Systems of Linear Equations

General representation of a system of linear equations

Generally allows a linear system with m equations and n unknowns by appropriate transformations always bring in the following form:

a11x1+a12x2++a1nxn=b1 a21x1+a22x2++a2nxn=b2 am1x1+am2x2++amnxn=bm

Matrix form of the linear equation system

The linear system of equations can be represented by a coefficient matrix A in matrix notation:

( a11a12a1n a21a22a2n am1am2amn ) ( x1 x2 xn ) = ( b1 b2 bn )

or short:

A·x=b

For the definition of the equation system, an indication of the unknown is not required. With the extended coefficient matrix the system of equations can be written as follows:

( A|b ) = ( a11a12a1n a21a22a2n am1am2amn | b1 b2 bn )
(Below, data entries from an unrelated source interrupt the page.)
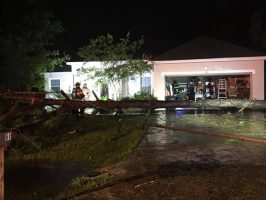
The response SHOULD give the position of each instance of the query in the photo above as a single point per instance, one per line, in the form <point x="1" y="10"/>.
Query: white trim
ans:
<point x="245" y="71"/>
<point x="208" y="60"/>
<point x="49" y="82"/>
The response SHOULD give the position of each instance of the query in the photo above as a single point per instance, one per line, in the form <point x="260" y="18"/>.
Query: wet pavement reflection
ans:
<point x="162" y="146"/>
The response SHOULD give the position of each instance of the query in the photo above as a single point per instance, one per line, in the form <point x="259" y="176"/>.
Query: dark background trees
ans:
<point x="26" y="44"/>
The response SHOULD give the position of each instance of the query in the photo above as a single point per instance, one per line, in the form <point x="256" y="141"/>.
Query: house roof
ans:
<point x="64" y="68"/>
<point x="204" y="47"/>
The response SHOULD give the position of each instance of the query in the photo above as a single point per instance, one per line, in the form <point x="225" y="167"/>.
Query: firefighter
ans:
<point x="77" y="94"/>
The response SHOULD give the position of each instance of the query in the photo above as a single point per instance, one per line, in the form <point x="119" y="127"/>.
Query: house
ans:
<point x="209" y="68"/>
<point x="201" y="68"/>
<point x="66" y="77"/>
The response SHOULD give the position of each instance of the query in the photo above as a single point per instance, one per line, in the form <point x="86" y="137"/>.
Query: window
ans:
<point x="146" y="84"/>
<point x="55" y="85"/>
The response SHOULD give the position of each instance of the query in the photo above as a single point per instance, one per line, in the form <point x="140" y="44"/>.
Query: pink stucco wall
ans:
<point x="234" y="66"/>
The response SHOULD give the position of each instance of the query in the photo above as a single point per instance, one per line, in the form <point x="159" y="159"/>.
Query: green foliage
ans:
<point x="26" y="45"/>
<point x="143" y="96"/>
<point x="121" y="59"/>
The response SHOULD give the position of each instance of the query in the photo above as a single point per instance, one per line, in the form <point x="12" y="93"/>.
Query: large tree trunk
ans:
<point x="38" y="100"/>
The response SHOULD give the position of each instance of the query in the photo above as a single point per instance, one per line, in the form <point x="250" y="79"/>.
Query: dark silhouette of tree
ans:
<point x="258" y="27"/>
<point x="121" y="59"/>
<point x="26" y="48"/>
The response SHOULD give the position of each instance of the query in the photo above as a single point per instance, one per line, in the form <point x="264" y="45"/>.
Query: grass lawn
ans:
<point x="103" y="141"/>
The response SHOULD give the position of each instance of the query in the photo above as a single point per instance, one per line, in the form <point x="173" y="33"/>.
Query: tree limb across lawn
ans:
<point x="38" y="99"/>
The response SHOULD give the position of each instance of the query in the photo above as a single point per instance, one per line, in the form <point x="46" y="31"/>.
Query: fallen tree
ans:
<point x="36" y="98"/>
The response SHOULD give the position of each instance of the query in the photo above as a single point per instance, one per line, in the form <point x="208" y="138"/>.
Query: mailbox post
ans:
<point x="5" y="139"/>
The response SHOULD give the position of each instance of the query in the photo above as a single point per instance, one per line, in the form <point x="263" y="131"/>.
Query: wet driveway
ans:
<point x="163" y="147"/>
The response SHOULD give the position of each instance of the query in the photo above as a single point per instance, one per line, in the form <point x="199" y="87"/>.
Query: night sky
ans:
<point x="164" y="25"/>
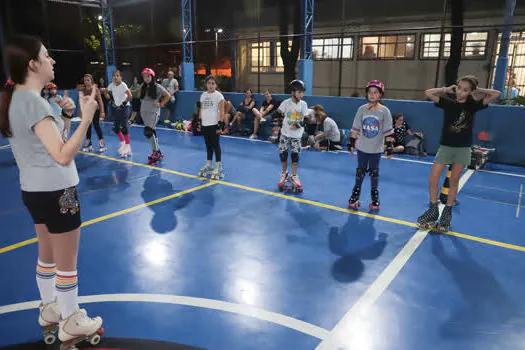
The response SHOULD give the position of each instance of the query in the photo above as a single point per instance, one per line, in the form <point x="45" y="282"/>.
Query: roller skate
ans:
<point x="102" y="148"/>
<point x="78" y="328"/>
<point x="121" y="148"/>
<point x="354" y="202"/>
<point x="429" y="219"/>
<point x="282" y="181"/>
<point x="48" y="319"/>
<point x="375" y="200"/>
<point x="217" y="172"/>
<point x="445" y="220"/>
<point x="155" y="157"/>
<point x="126" y="151"/>
<point x="88" y="147"/>
<point x="206" y="169"/>
<point x="296" y="184"/>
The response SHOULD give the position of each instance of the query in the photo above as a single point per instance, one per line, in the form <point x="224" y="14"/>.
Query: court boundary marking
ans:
<point x="115" y="214"/>
<point x="219" y="305"/>
<point x="313" y="203"/>
<point x="335" y="152"/>
<point x="346" y="328"/>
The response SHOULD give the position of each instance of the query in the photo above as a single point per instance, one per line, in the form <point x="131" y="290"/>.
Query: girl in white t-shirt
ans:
<point x="211" y="112"/>
<point x="119" y="96"/>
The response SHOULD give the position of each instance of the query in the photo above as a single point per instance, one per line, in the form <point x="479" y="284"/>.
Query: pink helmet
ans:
<point x="376" y="84"/>
<point x="148" y="71"/>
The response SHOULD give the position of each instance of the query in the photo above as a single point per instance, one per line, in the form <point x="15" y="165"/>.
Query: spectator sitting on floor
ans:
<point x="268" y="106"/>
<point x="401" y="129"/>
<point x="330" y="138"/>
<point x="246" y="106"/>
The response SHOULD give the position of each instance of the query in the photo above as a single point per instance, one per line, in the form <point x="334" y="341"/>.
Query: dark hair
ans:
<point x="150" y="89"/>
<point x="471" y="79"/>
<point x="19" y="52"/>
<point x="397" y="116"/>
<point x="210" y="77"/>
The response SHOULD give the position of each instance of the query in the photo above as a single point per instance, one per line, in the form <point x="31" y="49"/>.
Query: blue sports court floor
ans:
<point x="172" y="261"/>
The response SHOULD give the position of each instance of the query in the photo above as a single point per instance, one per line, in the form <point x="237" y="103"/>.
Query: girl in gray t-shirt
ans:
<point x="150" y="98"/>
<point x="372" y="123"/>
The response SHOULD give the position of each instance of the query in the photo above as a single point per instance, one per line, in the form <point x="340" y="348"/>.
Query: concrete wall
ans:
<point x="505" y="123"/>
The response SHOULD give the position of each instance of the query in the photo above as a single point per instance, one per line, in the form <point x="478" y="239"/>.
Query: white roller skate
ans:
<point x="48" y="319"/>
<point x="121" y="148"/>
<point x="217" y="172"/>
<point x="282" y="180"/>
<point x="206" y="169"/>
<point x="79" y="327"/>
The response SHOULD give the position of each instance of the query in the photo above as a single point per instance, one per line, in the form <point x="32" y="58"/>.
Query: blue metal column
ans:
<point x="306" y="67"/>
<point x="188" y="68"/>
<point x="503" y="59"/>
<point x="107" y="16"/>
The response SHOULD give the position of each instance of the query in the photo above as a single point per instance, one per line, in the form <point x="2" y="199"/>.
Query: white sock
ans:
<point x="67" y="292"/>
<point x="45" y="279"/>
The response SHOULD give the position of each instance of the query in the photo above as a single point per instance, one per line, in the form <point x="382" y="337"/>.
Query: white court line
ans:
<point x="240" y="309"/>
<point x="519" y="202"/>
<point x="342" y="335"/>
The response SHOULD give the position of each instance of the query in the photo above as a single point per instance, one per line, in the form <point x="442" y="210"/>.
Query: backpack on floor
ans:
<point x="415" y="147"/>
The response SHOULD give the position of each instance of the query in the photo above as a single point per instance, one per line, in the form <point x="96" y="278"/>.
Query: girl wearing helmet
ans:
<point x="373" y="122"/>
<point x="119" y="96"/>
<point x="294" y="110"/>
<point x="153" y="97"/>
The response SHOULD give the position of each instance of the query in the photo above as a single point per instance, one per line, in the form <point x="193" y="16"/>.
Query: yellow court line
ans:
<point x="317" y="204"/>
<point x="115" y="214"/>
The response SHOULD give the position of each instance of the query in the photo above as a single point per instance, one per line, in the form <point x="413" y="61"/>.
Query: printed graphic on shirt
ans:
<point x="461" y="124"/>
<point x="371" y="126"/>
<point x="294" y="117"/>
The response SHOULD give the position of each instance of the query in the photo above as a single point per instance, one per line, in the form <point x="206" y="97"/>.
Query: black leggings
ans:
<point x="96" y="124"/>
<point x="212" y="142"/>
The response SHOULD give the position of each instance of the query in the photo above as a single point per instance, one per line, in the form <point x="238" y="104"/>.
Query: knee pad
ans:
<point x="149" y="132"/>
<point x="360" y="172"/>
<point x="295" y="157"/>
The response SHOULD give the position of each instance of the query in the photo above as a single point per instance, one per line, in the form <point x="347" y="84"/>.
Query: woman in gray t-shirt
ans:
<point x="48" y="179"/>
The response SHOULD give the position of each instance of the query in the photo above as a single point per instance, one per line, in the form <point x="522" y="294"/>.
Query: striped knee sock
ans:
<point x="45" y="279"/>
<point x="67" y="292"/>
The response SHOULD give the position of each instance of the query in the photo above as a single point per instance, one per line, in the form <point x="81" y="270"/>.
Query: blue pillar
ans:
<point x="503" y="59"/>
<point x="187" y="66"/>
<point x="107" y="17"/>
<point x="306" y="67"/>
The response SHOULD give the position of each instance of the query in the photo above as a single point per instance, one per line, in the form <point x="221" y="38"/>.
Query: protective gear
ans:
<point x="389" y="148"/>
<point x="297" y="85"/>
<point x="295" y="157"/>
<point x="148" y="71"/>
<point x="284" y="156"/>
<point x="374" y="172"/>
<point x="149" y="132"/>
<point x="351" y="143"/>
<point x="376" y="84"/>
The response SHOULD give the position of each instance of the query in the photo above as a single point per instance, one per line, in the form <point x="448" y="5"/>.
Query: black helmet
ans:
<point x="297" y="85"/>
To find the solution of a linear system of equations, the following three elementary row transformations are useful. The solution set does not change when the following operations:

Solution of the linear system

If the extended coefficient matrix brought to triangular form (row echelon form) by means of elementary transformations, the solution can be read directly.
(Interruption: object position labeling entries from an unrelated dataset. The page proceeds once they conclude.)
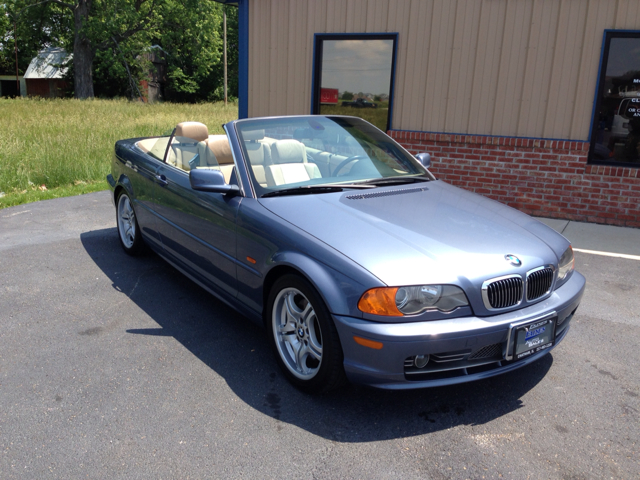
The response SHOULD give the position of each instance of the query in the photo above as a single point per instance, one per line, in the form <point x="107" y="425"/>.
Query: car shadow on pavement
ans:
<point x="236" y="349"/>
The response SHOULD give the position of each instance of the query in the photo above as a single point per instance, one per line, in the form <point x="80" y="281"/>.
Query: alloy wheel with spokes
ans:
<point x="298" y="335"/>
<point x="304" y="337"/>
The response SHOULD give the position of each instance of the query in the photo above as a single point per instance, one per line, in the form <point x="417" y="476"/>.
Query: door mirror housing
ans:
<point x="424" y="159"/>
<point x="206" y="180"/>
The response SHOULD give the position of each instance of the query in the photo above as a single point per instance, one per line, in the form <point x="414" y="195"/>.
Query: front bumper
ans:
<point x="463" y="349"/>
<point x="112" y="186"/>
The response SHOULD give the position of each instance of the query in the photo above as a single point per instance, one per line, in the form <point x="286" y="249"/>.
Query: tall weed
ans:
<point x="58" y="142"/>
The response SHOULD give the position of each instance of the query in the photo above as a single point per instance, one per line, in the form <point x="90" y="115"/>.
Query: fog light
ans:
<point x="421" y="361"/>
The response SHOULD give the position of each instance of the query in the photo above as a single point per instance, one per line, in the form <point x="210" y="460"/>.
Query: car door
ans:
<point x="147" y="155"/>
<point x="197" y="229"/>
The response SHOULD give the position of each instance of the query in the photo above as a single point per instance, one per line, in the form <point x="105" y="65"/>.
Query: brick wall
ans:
<point x="546" y="178"/>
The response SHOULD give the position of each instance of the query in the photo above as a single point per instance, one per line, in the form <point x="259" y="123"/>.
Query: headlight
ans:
<point x="398" y="301"/>
<point x="565" y="266"/>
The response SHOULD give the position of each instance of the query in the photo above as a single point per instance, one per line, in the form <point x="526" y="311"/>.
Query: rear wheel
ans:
<point x="128" y="229"/>
<point x="303" y="336"/>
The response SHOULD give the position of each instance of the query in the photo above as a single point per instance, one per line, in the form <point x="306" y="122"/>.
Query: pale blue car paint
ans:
<point x="347" y="242"/>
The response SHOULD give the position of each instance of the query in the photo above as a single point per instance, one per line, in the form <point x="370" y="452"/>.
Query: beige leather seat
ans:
<point x="221" y="157"/>
<point x="290" y="164"/>
<point x="189" y="141"/>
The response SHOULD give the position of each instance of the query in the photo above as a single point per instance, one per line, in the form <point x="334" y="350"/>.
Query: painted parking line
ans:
<point x="608" y="254"/>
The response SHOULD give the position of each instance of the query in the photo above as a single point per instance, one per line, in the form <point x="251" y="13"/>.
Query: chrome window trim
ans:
<point x="485" y="291"/>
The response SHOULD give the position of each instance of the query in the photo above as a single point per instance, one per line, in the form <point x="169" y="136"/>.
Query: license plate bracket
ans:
<point x="533" y="337"/>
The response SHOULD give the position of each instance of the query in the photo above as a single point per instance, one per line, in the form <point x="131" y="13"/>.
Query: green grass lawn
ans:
<point x="61" y="147"/>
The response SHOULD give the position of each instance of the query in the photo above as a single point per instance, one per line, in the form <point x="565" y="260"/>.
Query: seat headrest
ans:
<point x="196" y="130"/>
<point x="219" y="145"/>
<point x="253" y="134"/>
<point x="288" y="151"/>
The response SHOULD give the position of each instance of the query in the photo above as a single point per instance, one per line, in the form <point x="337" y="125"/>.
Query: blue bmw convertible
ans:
<point x="360" y="264"/>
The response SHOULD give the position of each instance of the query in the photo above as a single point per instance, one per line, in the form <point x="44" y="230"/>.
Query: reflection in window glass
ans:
<point x="355" y="78"/>
<point x="616" y="130"/>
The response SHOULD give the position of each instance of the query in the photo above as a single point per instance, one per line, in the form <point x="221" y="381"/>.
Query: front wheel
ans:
<point x="303" y="336"/>
<point x="128" y="229"/>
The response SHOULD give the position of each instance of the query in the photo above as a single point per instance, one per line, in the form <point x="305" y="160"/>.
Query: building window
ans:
<point x="615" y="138"/>
<point x="353" y="75"/>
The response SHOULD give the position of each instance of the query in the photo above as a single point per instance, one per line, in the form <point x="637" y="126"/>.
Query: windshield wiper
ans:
<point x="325" y="188"/>
<point x="394" y="181"/>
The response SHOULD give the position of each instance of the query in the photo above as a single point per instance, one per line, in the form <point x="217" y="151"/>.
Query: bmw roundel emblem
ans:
<point x="513" y="260"/>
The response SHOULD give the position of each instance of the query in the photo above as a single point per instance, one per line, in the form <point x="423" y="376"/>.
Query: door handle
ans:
<point x="162" y="180"/>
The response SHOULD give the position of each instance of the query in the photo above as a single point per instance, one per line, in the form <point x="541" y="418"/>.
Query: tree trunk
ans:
<point x="82" y="53"/>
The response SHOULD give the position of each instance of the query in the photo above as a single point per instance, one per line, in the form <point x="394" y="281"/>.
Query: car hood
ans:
<point x="423" y="233"/>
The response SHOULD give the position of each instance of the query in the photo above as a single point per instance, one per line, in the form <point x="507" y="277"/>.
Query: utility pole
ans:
<point x="15" y="44"/>
<point x="224" y="16"/>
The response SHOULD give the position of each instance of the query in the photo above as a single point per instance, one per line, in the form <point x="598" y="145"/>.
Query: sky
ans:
<point x="357" y="65"/>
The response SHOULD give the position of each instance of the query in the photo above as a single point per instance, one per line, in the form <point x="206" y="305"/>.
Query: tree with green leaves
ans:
<point x="110" y="38"/>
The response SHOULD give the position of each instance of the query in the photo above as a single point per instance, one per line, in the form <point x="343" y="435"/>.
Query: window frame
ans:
<point x="316" y="81"/>
<point x="608" y="35"/>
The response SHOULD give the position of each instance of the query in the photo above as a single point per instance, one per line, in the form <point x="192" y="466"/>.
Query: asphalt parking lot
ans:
<point x="113" y="367"/>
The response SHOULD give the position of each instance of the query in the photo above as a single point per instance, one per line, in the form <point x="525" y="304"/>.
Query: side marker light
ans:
<point x="368" y="343"/>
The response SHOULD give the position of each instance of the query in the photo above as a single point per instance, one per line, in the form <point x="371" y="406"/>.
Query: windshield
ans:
<point x="285" y="153"/>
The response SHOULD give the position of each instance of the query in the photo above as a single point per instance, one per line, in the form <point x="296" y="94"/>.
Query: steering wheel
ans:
<point x="347" y="161"/>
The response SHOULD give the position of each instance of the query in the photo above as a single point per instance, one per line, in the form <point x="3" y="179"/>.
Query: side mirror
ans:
<point x="206" y="180"/>
<point x="425" y="159"/>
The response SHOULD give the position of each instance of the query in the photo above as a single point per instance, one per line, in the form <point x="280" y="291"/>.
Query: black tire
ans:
<point x="305" y="323"/>
<point x="128" y="229"/>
( a11a12a1n 0a22a2n 000amn | b1 b2 bn )

Gaussian Elimination Method

The Gaussian algorithm is based on equivalent transformations of the system of linear equations. The transformations: row interchange, multiplication of rows with non-zero factors and addition of multiples of a row with a different transform the system of equations to be solved in a simple form.

Step-by-step example for the Gaussian Elimination Method

The coefficient matrix in the example is:

( 4.89 7.02 3.55 0.29 2.57 7.53 2.86 6.90 8.22 | 1.22 1.61 2.32 )
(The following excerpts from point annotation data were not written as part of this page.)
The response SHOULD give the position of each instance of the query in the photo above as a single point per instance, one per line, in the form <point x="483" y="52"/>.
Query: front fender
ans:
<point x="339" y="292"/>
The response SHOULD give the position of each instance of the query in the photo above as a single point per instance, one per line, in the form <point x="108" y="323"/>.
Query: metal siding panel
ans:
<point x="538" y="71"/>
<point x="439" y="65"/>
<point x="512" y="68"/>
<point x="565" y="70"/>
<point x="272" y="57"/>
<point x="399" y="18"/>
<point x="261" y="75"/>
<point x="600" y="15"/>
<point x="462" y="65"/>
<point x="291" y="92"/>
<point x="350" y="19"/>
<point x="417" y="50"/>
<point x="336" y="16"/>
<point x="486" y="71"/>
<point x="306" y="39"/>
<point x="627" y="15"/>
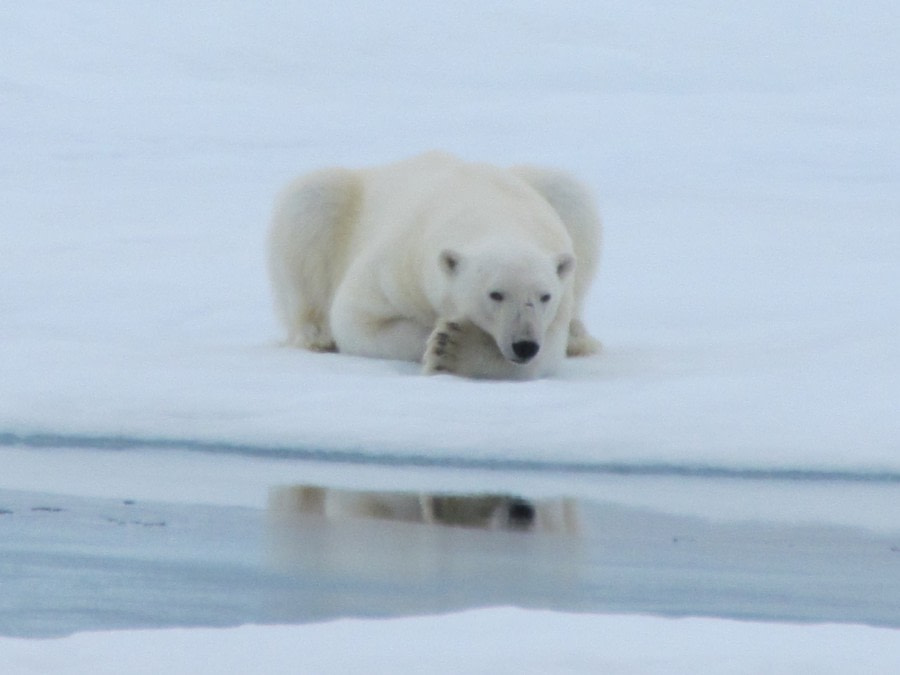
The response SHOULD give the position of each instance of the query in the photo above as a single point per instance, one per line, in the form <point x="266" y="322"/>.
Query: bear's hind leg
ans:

Calculation of the row echelon form (Gaussian elimination)

Division of line 1 by the element a1,1=4.89

( 1.00 1.44 0.73 0.29 2.57 7.53 2.86 6.90 8.22 | 0.25 1.61 2.32 )

Subtraction of the 1st line from the following lines. The 1st line is multiplied by the leading element of the following lines.

( 1.00 1.44 0.73 0.00 2.15 7.32 0.00 2.79 6.14 | 0.25 1.54 1.61 )

Division of line 2 by the element a2,2=2.15

( 1.00 1.44 0.73 0.00 1.00 3.40 0.00 2.79 6.14 | 0.25 0.71 1.61 )

Subtraction of the 2nd line from the following lines. The 2nd line is multiplied by the leading element of the following lines.

( 1.00 1.44 0.73 0.00 1.00 3.40 0.00 0.00 -3.35 | 0.25 0.71 -0.39 )

Division der Zeile 3 durch das Element a3,3=-3.35

( 1.00 1.44 0.73 0.00 1.00 3.40 0.00 0.00 1.00 | 0.25 0.71 0.12 )

Calculation of the reduced row echelon form (Jordan-Algorithm)

Subtraction of 1.44 times of line 2 from line 1

( 1.00 0.00 -4.15 0.00 1.00 3.40 0.00 0.00 1.00 | -0.78 0.71 0.12 )

Subtraction of 3.40 times the line 3 from the line 2

( 1.00 0.00 -4.15 0.00 1.00 0.00 0.00 0.00 1.00 | -0.78 0.32 0.12 )

Subtraction of -4.15 times of line 3 from line 1

( 1.00 0.00 0.00 0.00 1.00 0.00 0.00 0.00 1.00 | -0.29 0.32 0.12 )

The solution of the linear equation system is now given in the right column.

x 1 = -0.29 x 2 = 0.32 x 3 = 0.12

Cramers Rule

The Cramers rule uses determiants to solve a system of linear equations. For the case of a linear (N×N) system of equations with det(A) not equal to 0, the solution can be expressed in the following form:

x=A-1b

xi=1det A | a11b1a1n a21b2a2n an1bnann |

xi=DiD

The determinant in the numerator Di from D = det A is shown by the i-th column in D is replaced by b.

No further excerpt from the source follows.